The Hutu National Liberation Forces (FNL) is the only group still outside a power-sharing agreement aimed at ending a 13-year civil war.
Burundi has long been dominated by its Tutsi minority but now has a Hutu leader - ex-rebel Pierre Nkurunziza.
A ceasefire signed by the FNL last year soon broke down. But correspondents say both sides now seem committed to peace.
Opening the talks, Tanzanian President Jakaya Kikwete told both sides they could ruin the country by letting the "guns usurp the place of reason" or they could agree to negotiate a peace deal.
South African Security Minister Charles Ngqakula is to mediate at the talks in Dar es Salaam.

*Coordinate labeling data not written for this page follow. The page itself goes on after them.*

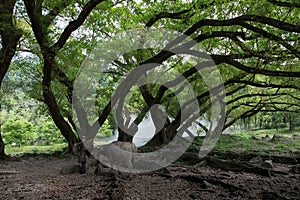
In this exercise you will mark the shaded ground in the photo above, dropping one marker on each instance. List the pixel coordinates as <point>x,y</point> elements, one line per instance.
<point>39,178</point>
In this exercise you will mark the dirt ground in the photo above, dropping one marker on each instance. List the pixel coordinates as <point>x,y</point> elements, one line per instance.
<point>40,178</point>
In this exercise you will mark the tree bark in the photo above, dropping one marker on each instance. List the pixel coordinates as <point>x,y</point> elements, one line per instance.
<point>10,37</point>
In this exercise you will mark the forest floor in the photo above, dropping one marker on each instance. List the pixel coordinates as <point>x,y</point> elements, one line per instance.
<point>40,177</point>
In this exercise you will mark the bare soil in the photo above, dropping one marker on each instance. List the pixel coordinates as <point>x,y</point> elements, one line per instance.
<point>39,177</point>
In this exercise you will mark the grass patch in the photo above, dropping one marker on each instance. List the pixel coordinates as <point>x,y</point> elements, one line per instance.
<point>35,149</point>
<point>252,142</point>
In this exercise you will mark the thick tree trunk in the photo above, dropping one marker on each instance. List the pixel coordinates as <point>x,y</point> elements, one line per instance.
<point>2,145</point>
<point>124,137</point>
<point>10,37</point>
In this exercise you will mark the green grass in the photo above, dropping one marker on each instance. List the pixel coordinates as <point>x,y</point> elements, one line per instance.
<point>251,142</point>
<point>35,149</point>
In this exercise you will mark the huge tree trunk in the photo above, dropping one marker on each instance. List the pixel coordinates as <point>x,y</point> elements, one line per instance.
<point>2,145</point>
<point>10,37</point>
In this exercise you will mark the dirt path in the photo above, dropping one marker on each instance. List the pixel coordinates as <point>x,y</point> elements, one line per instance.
<point>39,178</point>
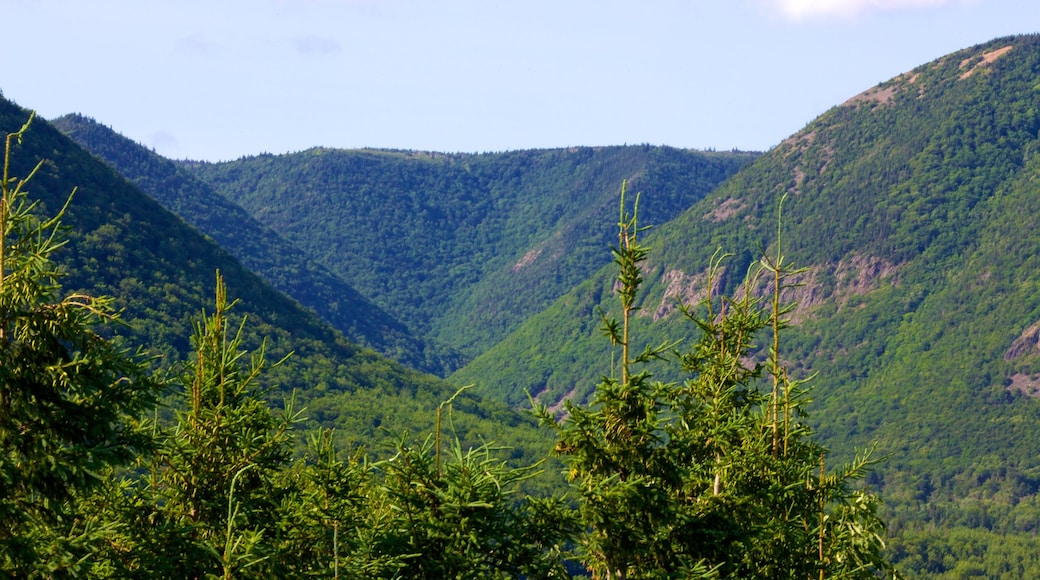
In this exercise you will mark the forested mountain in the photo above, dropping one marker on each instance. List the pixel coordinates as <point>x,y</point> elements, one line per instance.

The BBC's Prime Ndikumagenge in Burundi says the FNL has imposed different conditions from the other rebel groups, maintaining that the problem in Burundi is between Hutus and Tutsis and demanding direct negotiations with Tutsi army or civilian leaders.
The current round of talks had been delayed by a disagreement over who would broker the talks, but both sides have now agreed to Mr Ngqakula's mediation.
However, Reuters news agency reports that the two sides have not yet agreed on what will be discussed.
Some 300,000 people were killed in the civil war, which was sparked in 1993 by the assassination of Burundi's first Hutu head of state and democratically elected president, Melchior Ndadaye.
Fighting between the government and FNL resumed in May 2005, only one week after the two sides signed an agreement.